Paper No. 51-5
Presentation Time: 9:20 AM
GEOCHRONOLOGY AND OROGENIC CONTEXT OF LITHIUM-CESIUM-TANTALUM PEGMATITES IN THE APPALACHIANS
Seventeen clusters of lithium-cesium-tantalum (LCT) pegmatites are spaced along the Appalachians. Reliable ages, which are needed to relate pegmatites to tectonic events, have proven elusive. We report new ages based on U-Pb CA-TIMS for zircon and columbite, 40Ar/39Ar for muscovite, and U-Pb LA-ICPMS and fission track for apatite. Although zircon ages typically have better resolution, many zircons in our LCT pegmatites are xenocrystic, making columbite the most robust geochronometer. Available data now show that LCT pegmatites formed in at least five episodes: 395±2 (Brazil Lake, Nova Scotia, published); 349 Ma (Foote, NC); 326-295 Ma (Palermo, NH); 274 Ma (Anderson, CT); and 264-260 Ma (Irish Pit, ME). These episodes are broadly contemporaneous with Devonian, Carboniferous, and Permian orogenic phases in the Appalachians; no LCT pegmatites are known from Ordovician or Silurian orogenies. On a Pangea reconstruction, Appalachian-Caledonian pegmatites stretch ~4500 km along strike.
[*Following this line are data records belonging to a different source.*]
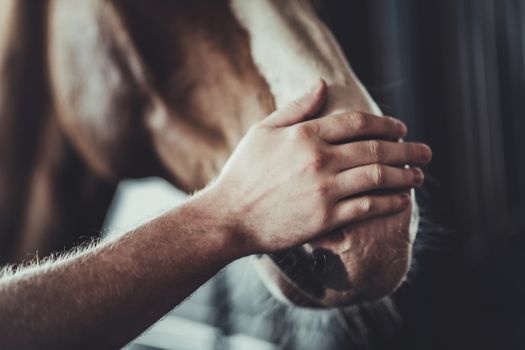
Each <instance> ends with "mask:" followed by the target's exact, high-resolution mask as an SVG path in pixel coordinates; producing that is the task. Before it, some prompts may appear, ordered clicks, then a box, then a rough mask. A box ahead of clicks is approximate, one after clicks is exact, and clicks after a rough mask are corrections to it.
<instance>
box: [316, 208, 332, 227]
mask: <svg viewBox="0 0 525 350" xmlns="http://www.w3.org/2000/svg"><path fill="white" fill-rule="evenodd" d="M330 220H331V213H330V210H328V208H327V207H324V208H323V209H322V210H319V211H318V214H317V225H318V230H324V229H325V228H326V227H327V226H328V224H329V223H330Z"/></svg>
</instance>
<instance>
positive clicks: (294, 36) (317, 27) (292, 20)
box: [230, 0, 419, 295]
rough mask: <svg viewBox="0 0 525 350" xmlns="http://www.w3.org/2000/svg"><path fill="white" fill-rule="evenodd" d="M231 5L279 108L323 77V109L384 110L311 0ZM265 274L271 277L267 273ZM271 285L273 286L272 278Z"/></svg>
mask: <svg viewBox="0 0 525 350" xmlns="http://www.w3.org/2000/svg"><path fill="white" fill-rule="evenodd" d="M230 4H231V8H232V11H233V13H234V14H235V16H236V17H237V19H238V20H239V22H240V23H241V24H242V25H243V27H244V28H245V29H246V31H247V32H248V34H249V37H250V50H251V54H252V57H253V60H254V62H255V64H256V66H257V67H258V69H259V71H260V73H261V75H262V76H263V77H264V78H265V79H266V81H267V83H268V85H269V87H270V90H271V92H272V94H273V96H274V100H275V104H276V107H277V108H280V107H282V106H284V105H285V104H287V103H289V102H290V101H292V100H293V99H294V98H296V97H297V96H298V95H300V94H301V93H303V92H304V90H305V89H307V87H309V86H311V85H312V84H313V83H314V82H315V81H316V80H317V79H319V78H323V79H324V80H325V81H326V83H327V86H328V100H327V101H326V104H325V107H324V110H323V114H326V113H339V112H348V111H361V112H368V113H372V114H376V115H381V114H382V113H381V111H380V109H379V107H378V106H377V105H376V103H375V102H374V101H373V100H372V98H371V97H370V95H369V94H368V92H367V91H366V90H365V88H364V87H363V85H362V84H361V83H360V82H359V80H358V79H357V77H356V76H355V75H354V73H353V72H352V70H351V68H350V66H349V64H348V62H347V61H346V59H345V57H344V54H343V53H342V50H341V49H340V47H339V46H338V44H337V42H336V40H335V38H334V37H333V35H332V34H331V32H330V31H329V29H328V28H327V27H326V26H325V25H324V23H322V22H321V20H320V19H319V18H318V16H317V14H316V13H315V12H314V10H313V8H312V6H311V4H310V2H309V1H308V0H288V1H279V0H250V1H246V0H231V1H230ZM412 200H413V206H412V208H413V210H412V215H411V221H410V227H409V229H408V231H409V233H408V239H409V241H410V244H409V247H408V254H409V256H408V257H407V263H408V266H410V261H411V253H412V243H413V242H414V240H415V237H416V234H417V230H418V223H419V216H418V208H417V204H416V202H415V196H414V191H412ZM400 230H406V226H404V225H403V224H400ZM350 244H351V243H350ZM262 277H263V280H264V279H265V277H266V279H271V277H269V276H264V274H262ZM405 277H406V276H405ZM402 280H404V278H403V279H402ZM402 280H401V281H400V283H399V284H401V283H402ZM265 284H266V285H270V284H269V283H268V281H266V283H265ZM271 289H272V288H270V290H271ZM273 289H275V288H273ZM275 294H277V295H279V294H280V293H275V292H274V295H275Z"/></svg>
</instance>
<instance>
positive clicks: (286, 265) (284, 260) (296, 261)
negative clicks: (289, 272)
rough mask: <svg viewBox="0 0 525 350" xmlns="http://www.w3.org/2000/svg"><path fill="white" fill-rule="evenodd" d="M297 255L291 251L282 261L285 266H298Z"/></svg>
mask: <svg viewBox="0 0 525 350" xmlns="http://www.w3.org/2000/svg"><path fill="white" fill-rule="evenodd" d="M297 260H298V258H297V255H296V254H295V252H294V251H289V252H288V254H286V255H285V256H284V259H283V261H282V263H283V265H284V266H287V267H294V266H295V265H296V264H297Z"/></svg>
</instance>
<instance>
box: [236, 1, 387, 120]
mask: <svg viewBox="0 0 525 350" xmlns="http://www.w3.org/2000/svg"><path fill="white" fill-rule="evenodd" d="M231 5H232V9H233V12H234V13H235V15H236V17H237V18H238V20H239V21H240V22H241V23H242V25H243V26H244V28H245V29H246V30H247V32H248V33H249V36H250V50H251V53H252V57H253V59H254V61H255V63H256V65H257V67H258V69H259V70H260V71H261V73H262V75H263V76H264V78H265V79H266V81H267V82H268V84H269V86H270V89H271V92H272V94H273V96H274V98H275V102H276V106H277V107H280V106H282V105H284V104H286V103H288V102H289V101H291V100H292V99H293V98H295V97H296V96H297V95H298V94H300V93H301V92H303V91H304V89H305V87H307V86H310V85H312V84H313V83H314V82H315V81H316V80H317V79H318V78H320V77H321V78H323V79H325V81H326V82H327V85H328V101H327V103H326V105H325V110H324V112H325V113H337V112H345V111H352V110H358V111H364V112H370V113H375V114H380V113H381V112H380V110H379V108H378V107H377V105H376V104H375V103H374V101H373V100H372V98H371V97H370V96H369V95H368V93H367V92H366V90H365V89H364V87H363V86H362V84H361V83H360V82H359V80H358V79H357V78H356V77H355V75H354V73H353V72H352V70H351V68H350V66H349V64H348V63H347V61H346V59H345V57H344V55H343V53H342V51H341V49H340V48H339V46H338V44H337V42H336V40H335V39H334V37H333V36H332V34H331V32H330V31H329V29H328V28H327V27H326V26H325V25H324V23H322V21H321V20H320V19H319V17H318V16H317V14H316V13H315V12H314V10H313V8H312V6H311V4H310V2H309V1H308V0H290V1H278V0H251V1H243V0H233V1H232V2H231Z"/></svg>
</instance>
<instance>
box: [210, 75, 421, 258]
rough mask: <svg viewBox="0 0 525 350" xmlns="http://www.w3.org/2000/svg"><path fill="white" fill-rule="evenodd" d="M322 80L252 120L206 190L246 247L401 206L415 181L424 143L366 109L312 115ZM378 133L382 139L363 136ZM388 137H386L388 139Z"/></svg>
mask: <svg viewBox="0 0 525 350" xmlns="http://www.w3.org/2000/svg"><path fill="white" fill-rule="evenodd" d="M325 96H326V87H325V84H324V82H322V81H320V82H319V83H318V84H317V85H316V86H315V88H313V89H312V90H311V91H310V92H308V93H307V94H305V95H304V96H303V97H301V98H300V99H298V100H296V101H294V102H292V103H291V104H289V105H288V106H287V107H285V108H283V109H280V110H277V111H275V112H274V113H272V114H271V115H270V116H269V117H268V118H266V119H264V120H263V121H261V122H259V123H257V124H255V125H254V126H253V127H252V128H251V129H250V130H249V131H248V133H247V134H246V135H245V137H244V138H243V139H242V140H241V142H240V143H239V145H238V146H237V148H236V149H235V151H234V152H233V154H232V155H231V157H230V159H229V160H228V162H227V163H226V165H225V166H224V168H223V170H222V172H221V174H220V175H219V177H218V179H217V180H216V181H215V182H214V183H213V184H212V185H211V186H210V187H209V188H208V189H207V190H206V191H207V192H208V193H209V194H210V195H211V196H212V197H213V198H214V202H215V208H216V209H217V210H219V211H221V212H222V213H223V216H224V217H227V218H229V221H230V224H231V228H232V230H233V231H235V232H236V233H237V234H238V237H239V238H242V242H244V251H243V252H244V253H245V254H250V253H266V252H274V251H278V250H282V249H285V248H289V247H292V246H296V245H299V244H301V243H304V242H306V241H309V240H311V239H312V238H315V237H318V236H320V235H321V234H323V233H326V232H328V231H330V230H334V229H336V228H338V227H341V226H344V225H349V224H352V223H356V222H358V221H362V220H364V219H370V218H374V217H380V216H384V215H389V214H393V213H396V212H400V211H403V210H404V209H406V208H407V207H409V206H410V196H409V194H408V193H406V192H401V193H399V192H398V193H393V192H389V193H383V194H375V195H372V194H369V192H370V191H376V190H400V191H401V190H407V189H409V188H412V187H415V186H420V185H421V184H422V182H423V173H422V172H421V170H420V169H418V168H411V169H406V168H404V165H407V164H408V165H421V164H425V163H427V162H428V161H430V158H431V151H430V149H429V147H428V146H426V145H422V144H416V143H400V142H398V141H397V140H398V139H399V138H401V137H403V136H405V134H406V127H405V126H404V124H402V123H401V122H400V121H398V120H395V119H393V118H388V117H378V116H373V115H368V114H363V113H343V114H336V115H330V116H326V117H322V118H319V119H314V120H309V118H311V117H312V116H314V115H315V113H316V112H317V111H318V110H319V109H320V107H321V105H322V103H323V100H324V99H325ZM363 139H367V140H369V139H380V140H382V141H378V140H373V141H360V140H363ZM385 140H391V141H385Z"/></svg>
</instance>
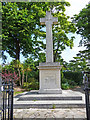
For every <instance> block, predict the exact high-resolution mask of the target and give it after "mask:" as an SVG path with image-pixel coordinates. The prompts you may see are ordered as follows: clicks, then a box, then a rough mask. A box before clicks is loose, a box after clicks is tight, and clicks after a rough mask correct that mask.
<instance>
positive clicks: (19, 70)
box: [18, 69, 21, 86]
mask: <svg viewBox="0 0 90 120" xmlns="http://www.w3.org/2000/svg"><path fill="white" fill-rule="evenodd" d="M18 74H19V84H20V86H21V74H20V70H19V69H18Z"/></svg>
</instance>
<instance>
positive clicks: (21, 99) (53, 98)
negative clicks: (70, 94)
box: [17, 96, 82, 101]
mask: <svg viewBox="0 0 90 120" xmlns="http://www.w3.org/2000/svg"><path fill="white" fill-rule="evenodd" d="M31 100H34V101H35V100H49V101H50V100H82V96H67V97H65V96H63V97H62V96H53V97H52V96H45V97H44V96H42V97H41V96H27V97H26V96H24V97H20V98H19V99H18V100H17V101H31Z"/></svg>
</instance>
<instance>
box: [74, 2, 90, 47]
mask: <svg viewBox="0 0 90 120" xmlns="http://www.w3.org/2000/svg"><path fill="white" fill-rule="evenodd" d="M74 22H75V23H76V27H77V28H78V29H77V34H80V35H81V36H82V40H81V41H80V44H81V45H82V44H84V45H85V44H86V43H87V42H88V41H89V40H90V3H88V4H87V5H86V7H85V8H83V9H82V10H81V11H80V13H79V14H78V15H75V17H74Z"/></svg>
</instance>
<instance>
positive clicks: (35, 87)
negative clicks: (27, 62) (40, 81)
mask: <svg viewBox="0 0 90 120" xmlns="http://www.w3.org/2000/svg"><path fill="white" fill-rule="evenodd" d="M29 81H31V82H24V84H23V88H24V89H26V90H38V89H39V83H38V82H37V81H36V80H35V79H34V78H30V80H29Z"/></svg>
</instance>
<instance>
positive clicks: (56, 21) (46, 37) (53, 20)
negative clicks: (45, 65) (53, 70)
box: [40, 11, 58, 62]
mask: <svg viewBox="0 0 90 120" xmlns="http://www.w3.org/2000/svg"><path fill="white" fill-rule="evenodd" d="M40 23H41V25H46V62H53V39H52V24H57V23H58V18H57V17H53V16H52V15H51V12H49V11H46V16H45V18H40Z"/></svg>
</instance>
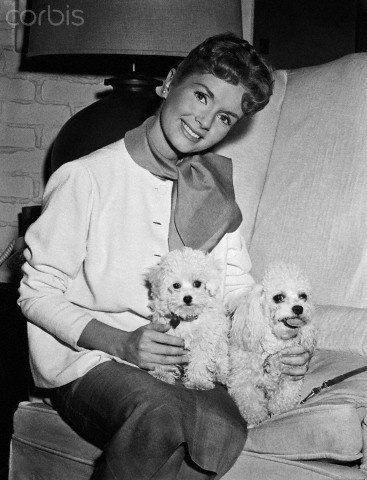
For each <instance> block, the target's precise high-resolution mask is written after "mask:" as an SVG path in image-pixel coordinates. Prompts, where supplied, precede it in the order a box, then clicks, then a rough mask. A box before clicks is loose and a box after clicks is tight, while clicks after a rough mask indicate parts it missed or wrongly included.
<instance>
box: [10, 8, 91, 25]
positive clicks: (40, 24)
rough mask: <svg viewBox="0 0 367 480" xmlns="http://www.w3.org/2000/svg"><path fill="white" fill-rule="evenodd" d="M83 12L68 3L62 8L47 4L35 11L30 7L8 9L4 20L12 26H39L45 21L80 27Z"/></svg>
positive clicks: (62, 24)
mask: <svg viewBox="0 0 367 480" xmlns="http://www.w3.org/2000/svg"><path fill="white" fill-rule="evenodd" d="M83 13H84V12H83V10H79V9H71V8H70V6H69V5H66V8H65V9H64V10H59V9H57V8H53V7H52V6H51V5H47V8H44V9H43V10H40V11H39V12H37V13H36V12H34V11H33V10H31V9H24V10H21V9H19V10H17V9H12V10H9V11H8V12H7V14H6V21H7V23H8V24H9V25H11V26H13V27H17V26H20V25H24V26H26V27H31V26H32V25H38V26H41V25H44V24H46V23H48V24H49V25H51V26H53V27H60V26H61V25H64V26H65V25H66V26H73V27H80V26H82V25H83V24H84V17H83Z"/></svg>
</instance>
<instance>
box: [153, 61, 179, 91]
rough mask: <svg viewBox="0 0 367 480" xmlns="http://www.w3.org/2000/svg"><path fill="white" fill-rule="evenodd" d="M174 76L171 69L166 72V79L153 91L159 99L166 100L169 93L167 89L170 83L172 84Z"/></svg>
mask: <svg viewBox="0 0 367 480" xmlns="http://www.w3.org/2000/svg"><path fill="white" fill-rule="evenodd" d="M175 74H176V69H175V68H171V70H170V71H169V72H168V75H167V77H166V79H165V80H164V82H163V84H162V86H161V87H157V88H156V89H155V92H156V94H157V95H158V96H159V97H161V98H167V95H168V91H169V88H170V86H171V83H172V80H173V77H174V76H175Z"/></svg>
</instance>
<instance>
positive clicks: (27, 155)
mask: <svg viewBox="0 0 367 480" xmlns="http://www.w3.org/2000/svg"><path fill="white" fill-rule="evenodd" d="M14 1H15V0H1V1H0V254H1V253H2V252H3V251H4V249H5V248H6V246H7V245H8V243H9V242H10V241H11V240H12V239H13V238H15V237H16V236H17V234H18V214H19V213H20V212H21V209H22V207H23V206H28V205H36V204H39V203H40V202H41V198H42V193H43V189H44V169H45V167H46V162H47V160H48V154H49V150H50V146H51V145H52V142H53V140H54V139H55V137H56V135H57V133H58V131H59V130H60V128H61V126H62V125H63V124H64V123H65V122H66V121H67V120H68V119H69V118H70V117H71V116H72V115H73V114H75V113H76V112H77V111H79V110H80V109H82V108H84V107H86V106H87V105H89V104H90V103H92V102H94V101H95V100H96V94H97V93H99V92H101V91H105V90H106V88H107V87H105V86H104V85H103V78H101V77H80V76H66V75H45V74H35V73H30V72H21V71H19V66H20V54H18V53H16V52H15V48H14V37H15V31H14V28H13V27H12V26H11V25H9V24H8V22H7V21H6V18H7V17H6V15H7V12H8V11H9V9H12V8H14ZM9 278H10V277H9V272H8V271H7V269H6V268H4V266H3V267H2V268H0V282H4V281H8V280H9Z"/></svg>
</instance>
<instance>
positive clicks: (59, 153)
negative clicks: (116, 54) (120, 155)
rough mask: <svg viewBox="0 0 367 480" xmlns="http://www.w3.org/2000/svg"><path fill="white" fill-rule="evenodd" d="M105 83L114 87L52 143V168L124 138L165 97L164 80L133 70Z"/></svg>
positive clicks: (63, 163)
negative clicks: (125, 134) (156, 93)
mask: <svg viewBox="0 0 367 480" xmlns="http://www.w3.org/2000/svg"><path fill="white" fill-rule="evenodd" d="M104 83H105V85H111V86H112V87H113V91H112V92H111V93H110V94H109V95H108V96H107V97H105V98H102V99H101V100H98V101H97V102H95V103H92V104H91V105H89V106H88V107H86V108H84V109H83V110H81V111H80V112H78V113H77V114H76V115H74V116H73V117H71V118H70V119H69V120H68V121H67V122H66V123H65V125H64V126H63V127H62V128H61V130H60V132H59V134H58V136H57V137H56V139H55V142H54V144H53V146H52V152H51V171H52V172H54V171H55V170H56V169H57V168H58V167H60V165H62V164H64V163H66V162H70V161H71V160H75V159H77V158H80V157H83V156H84V155H88V154H89V153H91V152H94V151H95V150H98V149H99V148H102V147H104V146H106V145H108V144H110V143H113V142H116V141H117V140H120V139H121V138H123V137H124V135H125V133H126V132H127V131H128V130H132V129H133V128H136V127H138V126H139V125H141V124H142V123H143V122H144V120H146V119H147V118H148V117H149V116H151V115H154V113H155V112H156V110H157V109H158V108H159V106H160V103H161V98H160V97H158V95H157V94H156V93H155V88H156V87H157V86H158V85H160V84H161V82H160V81H158V80H156V79H154V78H150V77H147V76H144V75H135V74H129V75H126V76H122V77H116V78H109V79H106V80H105V82H104Z"/></svg>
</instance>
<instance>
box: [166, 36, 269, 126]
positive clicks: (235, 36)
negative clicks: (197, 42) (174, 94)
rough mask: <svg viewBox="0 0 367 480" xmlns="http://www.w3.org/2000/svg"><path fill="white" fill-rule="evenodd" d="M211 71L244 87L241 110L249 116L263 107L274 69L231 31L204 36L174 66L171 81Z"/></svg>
mask: <svg viewBox="0 0 367 480" xmlns="http://www.w3.org/2000/svg"><path fill="white" fill-rule="evenodd" d="M198 72H199V73H211V74H213V75H214V76H215V77H217V78H220V79H221V80H225V81H226V82H228V83H231V84H232V85H238V84H241V85H242V86H243V87H244V88H245V93H244V94H243V97H242V102H241V106H242V111H243V113H244V115H245V116H248V117H250V116H252V115H254V114H255V113H256V112H258V111H259V110H262V109H263V108H264V107H265V106H266V105H267V104H268V102H269V99H270V97H271V95H272V93H273V83H274V80H273V71H272V68H271V66H270V65H269V64H268V63H267V62H266V61H265V59H264V58H262V57H261V56H260V55H259V54H258V53H257V52H256V50H255V48H254V47H253V46H252V45H251V44H250V43H249V42H248V41H247V40H243V39H242V38H239V37H237V36H236V35H234V34H233V33H223V34H219V35H214V36H213V37H209V38H207V39H206V40H205V41H204V42H203V43H201V44H200V45H198V46H197V47H195V48H194V49H193V50H191V52H190V53H189V54H188V56H187V57H186V58H185V59H184V60H183V61H182V62H181V63H180V65H179V66H178V67H177V72H176V74H175V76H174V79H173V84H177V83H179V82H180V81H181V80H183V79H185V78H186V77H187V76H189V75H191V74H193V73H198Z"/></svg>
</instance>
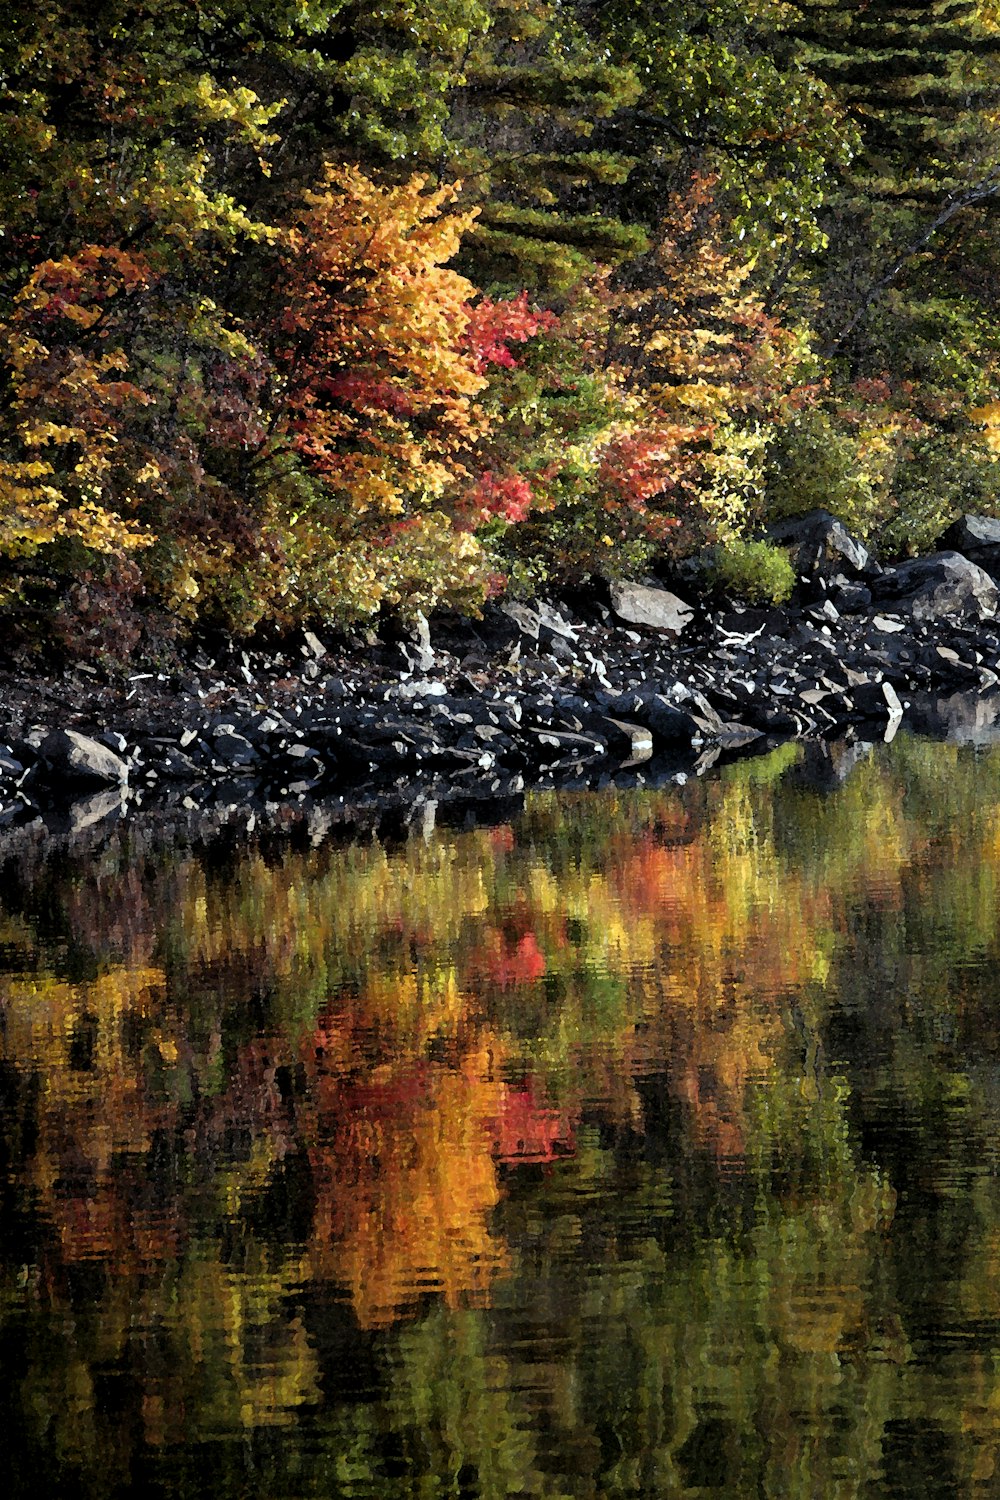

A 900-km-long LCT gap in the central Appalachians is puzzling because the metasedimentary and plutonic rocks here are similar to rocks directly north or south that host LCT pegmatites of many ages. The ages show no pattern that might reveal tectonic causes. We explore four explanations: (1) The presence or absence of LCT pegmatites could have been caused by along-strike segmentation of the Cambrian Laurentian margin into lower- and upper-plate sectors. (2) The Central Appalachian gap lies opposite the Reguibat promontory of West Africa, a configuration that perhaps could have thwarted LCT genesis during collision. (3) Laurentian-margin strata that would later be partly melted might have varied in trace-element fertility owing to inhertited, paleoclimate-related differences in sediment composition. (4) Synorogenic conditions may have varied along strike with latitude, and thus aridity, such that parts of the orogen featured high-altitude salars perched above magma chambers.